Я предпочел под общим, местный знал, рвал зубы. Общий надо попробовать. И тогда меня с носилок перенесли на операционный стол, привязали к нему длинными рукавами специального халата, положили на рот и нос марлю.
— Считайте, — сказал мне хирург Поляков. — Капайте, — сказал он сестре.
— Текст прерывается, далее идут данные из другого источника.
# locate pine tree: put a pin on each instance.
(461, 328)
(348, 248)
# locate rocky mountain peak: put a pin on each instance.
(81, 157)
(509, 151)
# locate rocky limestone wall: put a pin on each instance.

И она стала капать на марлю эфир, и я тут же захлебнулся и выкрикнул: «Десять... одиннадцать», и стал считать дальше, до девятнадцати, но почему-то перескочил на «двадцать пять» и тут же поправился, «двадцать», и услышал, как хирург Поляков отрывисто сказал: «Капайте, капайте!» И в ушах у меня понеслось: «капайте, капайте, капайте, капайте...» И я увидал в свете солнечного чистого дня себя и Марию. Я держу ее за руки; гляжу в глаза, в ее голубые глаза. Она смеется во весь свой сочный рот, полный белых зубов. И я целую ее, и вдруг понимаю, что все это обман. Это мне нарочно хирург Поляков подсунул Марию, чтобы я отвлекся, а сам в это время отрезает мне ногу.
— Ну, нет... Нет! — закричал я и вскочил. Сел. Оказывается, все уже сделано. Поляков моет руки. Сестры укладывают ногу в гипс.
Так чего ж мне ее ревновать,
Так чего ж мне болеть такому? —
сразу же начал читать я стихи. Почему? Пьян был от эфира. Наверно, поэтому.
Наша жизнь — простыня да кровать!
Наша жизнь — поцелуй да в омут! —
это я уже декламировал в палате. И не заметил, как определили сломанную и уже составленную ногу на вытяжение, для чего подвесили два кирпича через ролик к моей пятке, ухватив ее кость стальными щипцами.